Mar. 13—JANESVILLE — As individuals nationwide plan how to spend their upcoming stimulus checks, candidates for Janesville City Council were taken to task on how they would prioritize municipal COVID-19 relief funds.
It was one of several questions asked by the League of Women Voters on Friday night during a council candidate forum.
Six candidates are running for four of the seven city council seats. Doug Marklein is the only incumbent trying to retain his seat; Sue Conley, Jim Farrell and Tom Wolfe have chosen not to run.
Jack Herndon, Michael Jackson, David Marshick, Heather Miller and Dan Neal are the other five challengers. All are newcomers to Janesville politics. At least three of them will be elected.
The forum was hosted the day after President Joe Biden signed the American Rescue Plan, which will send billions of dollars to aid state and local governments.
It is unknown yet how much money Janesville will receive. Relief funding is slated to be sent to states and then disbursed to municipalities.
One Janesville organization, the Friends of the Indoor Sports Complex, has publicly announced it hopes to encourage local officials to designate some federal funding to support the construction of an indoor sports complex.

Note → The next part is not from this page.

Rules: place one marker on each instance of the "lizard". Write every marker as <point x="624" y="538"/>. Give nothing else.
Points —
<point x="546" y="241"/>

Two candidates, Marklein and Jackson, said they would not support using federal relief funding to help construct an indoor sports complex.
The city should get that money to people and small businesses while also finding ways to use dollars to support COVID-19 testing and vaccine initiatives, Jackson said.
Marklein, along with Herndon and Marshick, said the council would have to comb through what rules or strings are attached to the aid before making decisions.
Each candidate said helping businesses would be a top priority.
Miller took a slightly different approach to that, saying she would specifically like to find ways to reimburse workers who had to use paid time off or lost pay because of quarantining.
Marshick emphasized the need to make decisions quickly and suggested funding rent assistance programs as one way to help individuals in need.
Neal was the only candidate to suggest the need to comb through the city's budget to find areas where the city might need help in the form of relief funding.
Candidates were asked to rehash their thoughts on hot issues such as a proposed transportation utility and economic development, which candidates addressed in a previous forum.
One question that seemed to catch most candidates off guard was how the city can improve on hiring more diverse staff members to better reflect the community's racial and ethnic makeup.
A 2019 story from The Gazette found 2.9% of the city's workforce was made of employees of color, despite the city's non-white population being about 9%.
Neal suggested concrete strategies such as auditing the city's hiring process, broadening recruitment and offering diverse internship opportunities.
Miller and Marklein said the city is already working to attract diverse communities. Marklein added the city should acknowledge its troubled history with race.
Listening to people of color and having uncomfortable conversations is the first step in learning how to enact more diverse recruitment, Marshick said.
A life of helping people of all backgrounds through ministry and advocacy has prepared Jackson, he said, for helping the city be more diverse. He said every individual needs to work to promote diversity.
Herndon said he believes all people should be treated equally.